In other words, for a confidence level of \(\alpha\) = 0.05, we need to use 61 out of the 63 sample values. That means we exclude the greatest and the smallest, and use the rest. Our tolerance interval, now at the desired confidence level of \(\alpha\) = 0.05, spans 290–462 ms.


That, finally, is how to construct a tolerance interval using Wilks’ method.

  1. Compute the incomplete beta function \(I_p\) for various combinations of sample values inside the range and outside the range.
  2. Pick the smallest number of values inside the range that satisfies the desired confidence level.
  3. Done!

Given that R has the incomplete beta function as pbeta this becomes easy with R. If we have \(N\) samples, and we want a 90 % tolerance interval at an \(\alpha\) = 0.05 confidence level, we run

which(pbeta(0.9, 1:N, N:1) < 0.05)[1]

and this tells us how many sample values we need to have inside the interval to get the desired confidence level.

If we plug in \(N=28\), this would have returned NA, indicating it is not possible to construct the desired tolerance interval using so few samples.
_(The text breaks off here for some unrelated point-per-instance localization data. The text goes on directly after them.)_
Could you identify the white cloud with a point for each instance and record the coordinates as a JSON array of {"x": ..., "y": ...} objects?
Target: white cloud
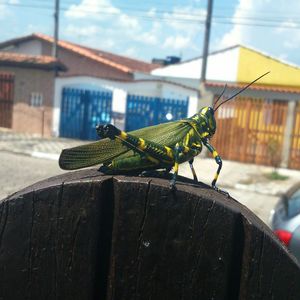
[
  {"x": 277, "y": 40},
  {"x": 96, "y": 9}
]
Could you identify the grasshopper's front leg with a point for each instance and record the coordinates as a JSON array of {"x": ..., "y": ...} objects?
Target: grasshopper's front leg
[{"x": 218, "y": 160}]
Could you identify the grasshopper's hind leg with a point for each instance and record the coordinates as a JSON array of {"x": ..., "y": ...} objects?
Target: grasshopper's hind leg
[{"x": 193, "y": 170}]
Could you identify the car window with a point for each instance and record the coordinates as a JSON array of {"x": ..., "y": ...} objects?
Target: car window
[{"x": 294, "y": 204}]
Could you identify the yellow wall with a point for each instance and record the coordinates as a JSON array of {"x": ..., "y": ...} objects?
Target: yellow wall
[{"x": 253, "y": 64}]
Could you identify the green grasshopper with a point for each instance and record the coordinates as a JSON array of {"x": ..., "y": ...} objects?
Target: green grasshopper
[{"x": 162, "y": 146}]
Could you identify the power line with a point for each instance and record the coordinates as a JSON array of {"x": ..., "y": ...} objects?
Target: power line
[{"x": 190, "y": 18}]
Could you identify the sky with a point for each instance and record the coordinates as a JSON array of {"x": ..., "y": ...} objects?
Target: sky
[{"x": 156, "y": 28}]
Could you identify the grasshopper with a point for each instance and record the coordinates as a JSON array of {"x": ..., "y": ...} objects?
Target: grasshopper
[{"x": 162, "y": 146}]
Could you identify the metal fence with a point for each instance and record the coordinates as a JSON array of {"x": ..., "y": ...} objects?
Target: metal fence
[
  {"x": 251, "y": 130},
  {"x": 82, "y": 110},
  {"x": 142, "y": 111}
]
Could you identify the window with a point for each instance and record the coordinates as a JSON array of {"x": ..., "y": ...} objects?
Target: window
[{"x": 36, "y": 99}]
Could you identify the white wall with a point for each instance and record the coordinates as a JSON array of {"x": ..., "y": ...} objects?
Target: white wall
[
  {"x": 31, "y": 48},
  {"x": 151, "y": 88}
]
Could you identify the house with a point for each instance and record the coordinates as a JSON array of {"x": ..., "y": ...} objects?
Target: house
[
  {"x": 27, "y": 107},
  {"x": 90, "y": 77},
  {"x": 263, "y": 124}
]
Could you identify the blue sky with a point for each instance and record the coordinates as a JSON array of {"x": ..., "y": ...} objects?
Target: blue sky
[{"x": 153, "y": 28}]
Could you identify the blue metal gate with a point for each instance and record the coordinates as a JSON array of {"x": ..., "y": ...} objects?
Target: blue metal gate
[
  {"x": 147, "y": 111},
  {"x": 82, "y": 110}
]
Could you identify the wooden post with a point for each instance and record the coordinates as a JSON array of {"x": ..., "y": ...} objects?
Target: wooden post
[{"x": 87, "y": 236}]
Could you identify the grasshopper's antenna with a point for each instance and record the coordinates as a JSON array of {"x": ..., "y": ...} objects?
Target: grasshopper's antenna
[
  {"x": 240, "y": 91},
  {"x": 224, "y": 89}
]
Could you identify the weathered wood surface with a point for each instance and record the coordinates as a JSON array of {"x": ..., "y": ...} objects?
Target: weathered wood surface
[{"x": 88, "y": 236}]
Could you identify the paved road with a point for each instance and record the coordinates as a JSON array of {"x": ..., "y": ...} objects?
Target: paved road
[{"x": 18, "y": 171}]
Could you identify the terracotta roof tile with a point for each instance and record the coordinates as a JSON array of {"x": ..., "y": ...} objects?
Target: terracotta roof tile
[
  {"x": 122, "y": 63},
  {"x": 44, "y": 62}
]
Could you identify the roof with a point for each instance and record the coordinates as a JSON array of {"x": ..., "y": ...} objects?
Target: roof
[
  {"x": 119, "y": 62},
  {"x": 32, "y": 61},
  {"x": 255, "y": 87}
]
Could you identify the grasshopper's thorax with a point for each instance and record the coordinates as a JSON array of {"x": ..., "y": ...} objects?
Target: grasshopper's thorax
[{"x": 205, "y": 122}]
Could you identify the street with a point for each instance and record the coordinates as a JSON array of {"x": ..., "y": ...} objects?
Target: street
[{"x": 18, "y": 171}]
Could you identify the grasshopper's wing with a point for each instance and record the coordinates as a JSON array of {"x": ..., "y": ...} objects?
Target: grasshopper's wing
[
  {"x": 106, "y": 150},
  {"x": 167, "y": 134},
  {"x": 91, "y": 154}
]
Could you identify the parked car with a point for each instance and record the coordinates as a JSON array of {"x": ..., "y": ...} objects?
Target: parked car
[{"x": 285, "y": 220}]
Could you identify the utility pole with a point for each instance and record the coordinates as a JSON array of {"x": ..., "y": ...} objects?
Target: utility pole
[
  {"x": 203, "y": 92},
  {"x": 206, "y": 39},
  {"x": 56, "y": 26}
]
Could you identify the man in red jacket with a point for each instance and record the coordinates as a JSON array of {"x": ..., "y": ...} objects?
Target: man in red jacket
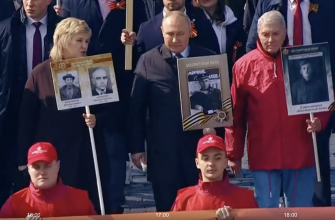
[
  {"x": 213, "y": 190},
  {"x": 280, "y": 147},
  {"x": 46, "y": 196}
]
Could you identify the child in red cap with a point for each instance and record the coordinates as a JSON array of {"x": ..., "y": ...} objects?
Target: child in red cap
[
  {"x": 213, "y": 192},
  {"x": 46, "y": 196}
]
On the other hand, if we plug in a ridiculous sample size like \(N\) = 10,000, this will return 9050, i.e. it will indicate that the naïve guess of 5 % and 95 % quantiles fairly represent the underlying distribution. This is what we’d expect.

Since this process never involves any of the actual sample values, we can also pre-compute tables for the number of sample values to include inside the range. The following table indicates how many sample values to keep outside the range of sample values that make up a 90 % tolerance interval at a confidence level of \(\alpha\) = 0.05.
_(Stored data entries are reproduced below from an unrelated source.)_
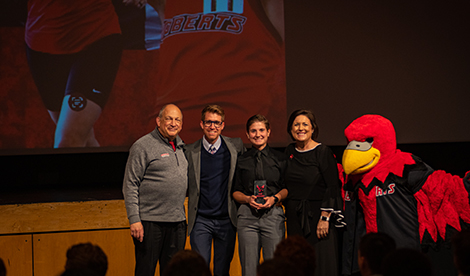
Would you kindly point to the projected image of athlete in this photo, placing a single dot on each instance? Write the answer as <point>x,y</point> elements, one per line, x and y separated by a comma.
<point>73,50</point>
<point>228,52</point>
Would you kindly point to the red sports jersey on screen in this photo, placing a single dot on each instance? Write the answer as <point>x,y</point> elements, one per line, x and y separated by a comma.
<point>222,52</point>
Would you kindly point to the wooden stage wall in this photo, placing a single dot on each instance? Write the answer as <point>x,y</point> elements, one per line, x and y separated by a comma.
<point>35,237</point>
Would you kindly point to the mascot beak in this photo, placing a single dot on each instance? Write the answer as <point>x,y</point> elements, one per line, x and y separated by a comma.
<point>359,157</point>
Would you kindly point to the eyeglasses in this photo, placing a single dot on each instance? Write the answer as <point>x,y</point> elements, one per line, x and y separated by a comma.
<point>170,120</point>
<point>208,123</point>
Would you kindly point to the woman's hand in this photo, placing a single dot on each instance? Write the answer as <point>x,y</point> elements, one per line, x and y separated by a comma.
<point>322,229</point>
<point>253,203</point>
<point>270,201</point>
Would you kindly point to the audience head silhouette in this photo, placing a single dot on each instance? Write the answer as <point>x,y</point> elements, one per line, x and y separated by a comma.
<point>187,263</point>
<point>461,250</point>
<point>298,251</point>
<point>277,267</point>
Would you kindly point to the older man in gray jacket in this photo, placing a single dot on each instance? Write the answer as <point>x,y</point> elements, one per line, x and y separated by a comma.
<point>155,184</point>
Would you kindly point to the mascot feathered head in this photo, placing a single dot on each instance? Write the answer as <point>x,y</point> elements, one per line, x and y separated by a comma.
<point>371,140</point>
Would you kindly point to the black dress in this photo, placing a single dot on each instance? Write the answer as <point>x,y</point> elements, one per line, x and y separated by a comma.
<point>313,184</point>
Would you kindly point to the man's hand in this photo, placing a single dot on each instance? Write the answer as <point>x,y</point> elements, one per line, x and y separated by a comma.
<point>137,231</point>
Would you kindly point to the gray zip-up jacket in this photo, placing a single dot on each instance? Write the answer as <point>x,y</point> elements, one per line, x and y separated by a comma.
<point>155,180</point>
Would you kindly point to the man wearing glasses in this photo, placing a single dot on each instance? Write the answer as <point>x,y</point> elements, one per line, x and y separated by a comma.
<point>212,213</point>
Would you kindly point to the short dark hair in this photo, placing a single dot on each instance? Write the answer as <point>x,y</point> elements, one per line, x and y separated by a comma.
<point>187,263</point>
<point>374,247</point>
<point>309,115</point>
<point>87,256</point>
<point>461,251</point>
<point>297,250</point>
<point>257,118</point>
<point>406,262</point>
<point>213,108</point>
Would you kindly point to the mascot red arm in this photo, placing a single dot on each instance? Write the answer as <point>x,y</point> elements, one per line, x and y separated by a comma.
<point>396,191</point>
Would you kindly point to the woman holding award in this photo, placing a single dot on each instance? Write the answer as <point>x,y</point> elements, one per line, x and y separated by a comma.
<point>259,188</point>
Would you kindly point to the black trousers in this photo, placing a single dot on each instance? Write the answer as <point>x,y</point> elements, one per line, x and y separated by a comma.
<point>161,241</point>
Sample size Samples outside Comment
0–29 Impossible
30–46 0 Use full range
47–60 1 Throw away maximum
61–75 2 Throw away min and max
76–88 3 Keep roughly central 96.6 %
89–102 4 ʺ     96.1 %
150 8 ʺ     94.7 %
250 16 ʺ     93.6 %
500 38 ʺ     92.4 %
1000 84 ʺ     91.8 %
5000 464 ʺ     90.1 %

This goes on, of course, but by this point we’re rather close to just using the 5 % and 95 % quantiles of the sample, so we’ll stop here. But it might surprise you (it sure did me) that we need a whopping 5000 samples or more before the naïve limits start being reliable!


But, hey, the above table hints at an optimisation. If we want a 90 % tolerance interval at \(\alpha\) = 0.05, we didn’t need the full 63 sample values. We could have opted to collect fewer and still get it. In fact, we could have collected as few as 30 and then taken the smallest and largest as our tolerance interval bounds. That was in fact the problem Wilks’ was actually interested in solving: what’s the fewest number of samples we can collect and still produce the tolerance interval we’re interested in at a confidence level we feel good about?

Since this is independent of the actual sample values, it is easy to construct a constant-memory streaming algorithm that produces a tolerance interval for an incoming distribution in the shortest time possible: we read values and keep track of the largest and the smallest4 Aside from largest and smallest, we throw away all other sample values – that’s what makes the algorithm constant-memory., then we stop as soon as the pre-computed number of samples are consumed.

In the case of a 90 % tolerance interval at 95 % confidence we run this process for 30 samples. Here’s an awk snippet5 If you haven’t yet, read through the posix specification of awk. It’s tiny and teaches you the entire language. that does that to any stream of numbers in the terminal:

awk '
  {
    min = $0 < min || min == "" ? $0 : min;
    max = $0 > max || max == "" ? $0 : max;
    printf "%.0f %%\n", 100*NR/30;
  }
  NR == 30 { print (min "-" max); exit; };'

If we want our 90 % tolerance interval at greater or lower confidence, we’ll have to compute the minimum number of samples to read to produce it for any given level of confidence:

Confidence level (\(\alpha\)) Sample size
0.17 18
0.10 22
0.05 30
0.025 36
0.01 44
0.005 51
0.001 66

It is striking how reasonable these sample size requirements are! We can get a 90 % tolerance interval with a confidence level of 99.9 % using only 66 samples. Once we’ve seen 66 samples, we note the smallest and the biggest and the interval between the two is a 90 % tolerance interval at very high confidence.